For children and adults alike, the Metaverse is already here. While most adults struggle to understand how someone could spend $650,000 on a digital yacht that will never set sail on a real sea, or purchase a digital Gucci jumper for thousands of ‘real’ dollars in order to make your avatar more stylish, children are already used to buying ‘skins’ in their online worlds to personalise and individualise their online characters in games such as Roblox.
Our Hillcrest VLC teachers have had fun this week building and exploring digital worlds in an educational platform within the Metaverse. We visited Sydney at the time of the landing of the First Fleet, ‘flying’ high in the sky to gain an aerial view, before teleporting to Mars to check out the surface and living conditions. We then entered a portal into a butterfly enclosure where we learnt alongside students in a school in Mexico who were also uploading their project work so we could compare species between our two countries and practice describing our work in another language.

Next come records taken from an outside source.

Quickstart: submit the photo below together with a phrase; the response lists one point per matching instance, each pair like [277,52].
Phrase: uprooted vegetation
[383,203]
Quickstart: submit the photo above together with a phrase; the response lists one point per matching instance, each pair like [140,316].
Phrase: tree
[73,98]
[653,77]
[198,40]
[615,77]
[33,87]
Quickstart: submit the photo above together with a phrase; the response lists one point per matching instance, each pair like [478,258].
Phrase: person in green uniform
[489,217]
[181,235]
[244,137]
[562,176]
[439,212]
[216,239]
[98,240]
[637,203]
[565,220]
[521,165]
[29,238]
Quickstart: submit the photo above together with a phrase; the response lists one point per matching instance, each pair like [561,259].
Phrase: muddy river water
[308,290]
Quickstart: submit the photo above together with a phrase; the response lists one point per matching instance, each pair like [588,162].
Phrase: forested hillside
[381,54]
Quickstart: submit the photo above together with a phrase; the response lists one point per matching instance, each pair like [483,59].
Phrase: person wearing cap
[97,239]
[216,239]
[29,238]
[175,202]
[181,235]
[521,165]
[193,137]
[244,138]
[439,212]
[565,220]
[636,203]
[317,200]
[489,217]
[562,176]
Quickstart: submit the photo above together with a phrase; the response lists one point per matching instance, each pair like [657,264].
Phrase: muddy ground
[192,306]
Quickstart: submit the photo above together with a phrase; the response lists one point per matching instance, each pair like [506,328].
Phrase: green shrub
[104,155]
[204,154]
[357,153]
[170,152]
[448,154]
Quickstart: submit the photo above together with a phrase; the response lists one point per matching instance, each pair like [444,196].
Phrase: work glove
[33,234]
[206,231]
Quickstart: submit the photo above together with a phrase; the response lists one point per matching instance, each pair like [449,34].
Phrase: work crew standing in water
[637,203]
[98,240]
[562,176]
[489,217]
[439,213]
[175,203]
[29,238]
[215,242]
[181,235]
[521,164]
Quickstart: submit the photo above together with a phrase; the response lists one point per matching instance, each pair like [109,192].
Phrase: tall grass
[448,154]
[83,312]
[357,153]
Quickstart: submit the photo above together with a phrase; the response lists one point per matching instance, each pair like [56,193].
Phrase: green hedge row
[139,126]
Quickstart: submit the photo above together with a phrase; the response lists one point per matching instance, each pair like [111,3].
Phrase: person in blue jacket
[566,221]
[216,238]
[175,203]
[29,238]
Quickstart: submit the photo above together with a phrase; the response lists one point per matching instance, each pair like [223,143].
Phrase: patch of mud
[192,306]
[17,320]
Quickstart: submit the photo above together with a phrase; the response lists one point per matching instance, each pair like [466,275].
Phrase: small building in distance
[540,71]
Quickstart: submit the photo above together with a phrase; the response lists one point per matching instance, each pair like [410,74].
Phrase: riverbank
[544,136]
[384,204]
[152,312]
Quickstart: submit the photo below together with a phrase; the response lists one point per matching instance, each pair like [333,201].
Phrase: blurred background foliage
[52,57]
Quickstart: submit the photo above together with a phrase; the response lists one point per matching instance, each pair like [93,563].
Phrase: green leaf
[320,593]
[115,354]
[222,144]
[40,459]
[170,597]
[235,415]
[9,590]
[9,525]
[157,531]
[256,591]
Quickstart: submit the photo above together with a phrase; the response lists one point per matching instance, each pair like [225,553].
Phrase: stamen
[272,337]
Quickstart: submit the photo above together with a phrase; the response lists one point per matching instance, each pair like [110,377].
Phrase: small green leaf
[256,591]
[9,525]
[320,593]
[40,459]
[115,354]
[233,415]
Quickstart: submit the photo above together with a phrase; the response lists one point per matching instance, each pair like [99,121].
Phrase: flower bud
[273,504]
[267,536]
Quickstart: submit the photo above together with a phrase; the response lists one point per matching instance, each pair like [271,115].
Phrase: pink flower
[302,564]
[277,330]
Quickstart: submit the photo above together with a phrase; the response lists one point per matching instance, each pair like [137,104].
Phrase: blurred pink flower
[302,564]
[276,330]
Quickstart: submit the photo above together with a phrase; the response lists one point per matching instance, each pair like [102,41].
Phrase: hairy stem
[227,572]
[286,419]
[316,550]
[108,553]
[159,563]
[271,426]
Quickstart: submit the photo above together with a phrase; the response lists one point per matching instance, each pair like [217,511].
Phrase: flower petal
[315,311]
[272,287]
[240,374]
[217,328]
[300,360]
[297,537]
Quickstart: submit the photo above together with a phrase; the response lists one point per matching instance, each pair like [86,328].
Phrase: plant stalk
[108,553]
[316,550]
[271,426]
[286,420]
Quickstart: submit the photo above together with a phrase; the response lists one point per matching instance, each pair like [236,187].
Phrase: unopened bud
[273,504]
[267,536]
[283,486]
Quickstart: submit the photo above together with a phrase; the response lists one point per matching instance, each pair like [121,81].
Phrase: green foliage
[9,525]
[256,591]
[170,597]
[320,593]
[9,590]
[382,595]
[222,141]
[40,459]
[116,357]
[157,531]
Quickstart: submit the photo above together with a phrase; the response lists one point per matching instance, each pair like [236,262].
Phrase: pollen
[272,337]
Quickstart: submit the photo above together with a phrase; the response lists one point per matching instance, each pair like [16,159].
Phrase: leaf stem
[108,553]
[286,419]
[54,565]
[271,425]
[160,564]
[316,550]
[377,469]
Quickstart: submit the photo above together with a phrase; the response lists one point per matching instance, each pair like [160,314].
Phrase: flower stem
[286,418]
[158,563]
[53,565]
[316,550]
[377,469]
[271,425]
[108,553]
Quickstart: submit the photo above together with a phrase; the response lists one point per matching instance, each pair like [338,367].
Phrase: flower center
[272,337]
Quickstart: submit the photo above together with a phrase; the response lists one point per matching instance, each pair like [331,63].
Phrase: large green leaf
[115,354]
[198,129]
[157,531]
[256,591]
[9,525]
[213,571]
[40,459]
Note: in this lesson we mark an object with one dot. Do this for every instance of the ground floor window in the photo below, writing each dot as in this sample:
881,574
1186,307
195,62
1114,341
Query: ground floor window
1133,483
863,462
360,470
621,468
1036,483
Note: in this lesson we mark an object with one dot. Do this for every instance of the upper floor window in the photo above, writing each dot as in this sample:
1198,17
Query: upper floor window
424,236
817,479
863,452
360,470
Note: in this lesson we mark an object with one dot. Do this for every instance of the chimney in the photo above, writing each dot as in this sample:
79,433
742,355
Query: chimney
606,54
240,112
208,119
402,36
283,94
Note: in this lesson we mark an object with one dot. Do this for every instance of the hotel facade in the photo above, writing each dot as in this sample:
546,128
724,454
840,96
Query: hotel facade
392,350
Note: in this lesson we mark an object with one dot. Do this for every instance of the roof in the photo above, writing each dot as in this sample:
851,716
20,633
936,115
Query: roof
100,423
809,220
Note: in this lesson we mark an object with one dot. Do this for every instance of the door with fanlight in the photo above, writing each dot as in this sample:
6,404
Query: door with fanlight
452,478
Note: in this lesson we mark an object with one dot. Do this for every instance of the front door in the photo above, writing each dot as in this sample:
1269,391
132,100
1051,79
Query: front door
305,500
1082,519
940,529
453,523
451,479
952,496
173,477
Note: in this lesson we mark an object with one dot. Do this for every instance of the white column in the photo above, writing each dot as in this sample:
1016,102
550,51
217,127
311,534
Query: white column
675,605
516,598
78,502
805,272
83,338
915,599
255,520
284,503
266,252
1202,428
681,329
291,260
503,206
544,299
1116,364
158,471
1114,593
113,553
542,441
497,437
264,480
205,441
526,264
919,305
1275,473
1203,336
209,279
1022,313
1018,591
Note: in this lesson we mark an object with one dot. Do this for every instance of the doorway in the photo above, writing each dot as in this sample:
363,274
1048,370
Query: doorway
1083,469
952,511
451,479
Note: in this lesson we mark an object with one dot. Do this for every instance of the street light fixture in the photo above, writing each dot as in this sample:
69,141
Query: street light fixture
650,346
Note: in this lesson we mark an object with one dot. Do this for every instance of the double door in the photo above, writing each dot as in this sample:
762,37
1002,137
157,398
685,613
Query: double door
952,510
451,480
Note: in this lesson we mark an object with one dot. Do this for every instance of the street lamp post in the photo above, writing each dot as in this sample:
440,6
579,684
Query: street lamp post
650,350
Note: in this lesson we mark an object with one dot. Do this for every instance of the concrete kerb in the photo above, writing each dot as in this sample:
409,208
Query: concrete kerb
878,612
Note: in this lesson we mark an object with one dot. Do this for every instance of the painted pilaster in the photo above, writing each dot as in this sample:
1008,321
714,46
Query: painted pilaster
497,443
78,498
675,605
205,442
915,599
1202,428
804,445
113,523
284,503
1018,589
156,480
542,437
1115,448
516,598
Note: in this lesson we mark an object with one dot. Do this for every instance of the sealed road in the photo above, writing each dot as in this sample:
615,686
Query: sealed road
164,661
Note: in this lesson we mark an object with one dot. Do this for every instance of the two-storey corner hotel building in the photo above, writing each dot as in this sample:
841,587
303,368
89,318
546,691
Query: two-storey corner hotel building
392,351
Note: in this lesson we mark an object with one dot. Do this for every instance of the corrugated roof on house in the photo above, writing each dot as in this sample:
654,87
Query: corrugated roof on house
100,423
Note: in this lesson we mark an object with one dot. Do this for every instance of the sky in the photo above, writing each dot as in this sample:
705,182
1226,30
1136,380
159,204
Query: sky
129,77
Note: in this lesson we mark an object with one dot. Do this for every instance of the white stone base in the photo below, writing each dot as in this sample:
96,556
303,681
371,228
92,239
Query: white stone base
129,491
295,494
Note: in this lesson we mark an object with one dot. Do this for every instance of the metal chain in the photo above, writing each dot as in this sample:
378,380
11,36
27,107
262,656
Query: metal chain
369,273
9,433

Microsoft veteran Marc Whitten stated that “the Metaverse will be the biggest ever platform revolution… Bigger than the impact of mobile devices or the web. Every Fortune 1,000 company will need to have a Metaverse strategy”. By engaging students in digital worlds, it not only gives them the opportunities to engage in experiences that they couldn’t do in the ‘real’ world, but also provides teachers and parents increasingly important opportunities to have conversations about digital citizenship, moral and ethical dilemmas in an online world, and issues such as cyber-bullying. The Metaverse is here. We can pretend it’s not, OR we can use it to inform and educate our children as they grow in a world with ever-changing technologies. Let’s be proactive and see how we can develop young men and women who can impact our world – digital and real – for good.